For both groups, the researchers worked to determine whether the patients would rather consult with an AI chatbot like ChatGPT or with a physician.

Patients were generally split, with the total population slightly preferring consulting with real physicians over AI chatbots (52 and 47 percent of patients, respectively). This was generally consistent across disease severity, which researchers tested by prompting patients to imagine they had leukemia versus having sleep apnea.

There were some patient demographic factors linked to trusting AI for medical advice. Black patients were less likely than White patients to trust the technology, while Native American patients were more likely. Older patients, those with conservative political views, and those with stronger religious views were less likely to trust AI chatbots like ChatGPT.

Importantly, there were some factors that could sway a patient to place greater trust in generative AI chatbots. Particularly, the researchers found that after patients got positive provider reviews of the technologies, they were more comfortable using the tools.

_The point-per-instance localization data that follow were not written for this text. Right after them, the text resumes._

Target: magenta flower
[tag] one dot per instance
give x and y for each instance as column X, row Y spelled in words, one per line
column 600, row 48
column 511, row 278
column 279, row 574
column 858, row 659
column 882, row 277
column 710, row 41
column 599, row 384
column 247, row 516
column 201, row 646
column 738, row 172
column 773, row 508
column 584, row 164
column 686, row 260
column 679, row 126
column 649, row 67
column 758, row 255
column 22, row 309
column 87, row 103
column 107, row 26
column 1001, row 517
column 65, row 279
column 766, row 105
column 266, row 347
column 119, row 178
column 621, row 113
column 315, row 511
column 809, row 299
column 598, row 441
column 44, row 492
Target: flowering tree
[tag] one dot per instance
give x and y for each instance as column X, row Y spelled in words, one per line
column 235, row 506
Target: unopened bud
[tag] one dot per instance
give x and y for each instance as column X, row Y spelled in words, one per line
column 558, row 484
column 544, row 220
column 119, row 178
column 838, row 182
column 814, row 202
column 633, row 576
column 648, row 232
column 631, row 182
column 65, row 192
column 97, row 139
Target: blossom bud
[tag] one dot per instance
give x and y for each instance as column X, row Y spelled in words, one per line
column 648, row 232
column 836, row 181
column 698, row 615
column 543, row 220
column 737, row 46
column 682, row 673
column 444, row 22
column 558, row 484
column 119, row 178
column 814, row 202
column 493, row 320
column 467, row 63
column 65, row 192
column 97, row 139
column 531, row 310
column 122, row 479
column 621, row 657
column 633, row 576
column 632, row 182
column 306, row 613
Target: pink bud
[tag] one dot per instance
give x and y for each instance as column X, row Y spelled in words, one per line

Patients who previously said they did not trust AI chatbots reconsidered their stances after hearing from their primary care providers that the technology had superior accuracy or was the established choice for diagnosis or triaging. It also helped when the primary care provider reassured patients that the AI had trained counselors to hear about patient needs.

Said otherwise, offering some sense of the human touch makes patients feel more comfortable with AI chatbots issuing medical advice.

Healthcare organizations may consider patient education about the benefits of AI chatbots in initial disease diagnosis, especially as AI becomes a more important topic in healthcare. The insurgence of ChatGPT has led to questions about how the tool can help remove some secure direct messaging duties from provider workloads.

After all, tools like ChatGPT have proven to provide health information of equal or sometimes greater accuracy as human healthcare providers, and in a lot of cases this information is more understandable than provider messages. Sometimes, ChatGPT can display more empathy than clinicians, likely because clinicians are too rushed to connect deeply with patients.

But using AI chatbots like ChatGPT to replace some provider messaging, especially in low-acuity diagnosing and triaging, will only work if patients trust the technology enough to use it. This latest study indicates that patients are still hesitant about the technology. Providers who are interested in using ChatGPT or similar AI chatbots may consider outlining how the tools work, and how accurate they are, for their patients.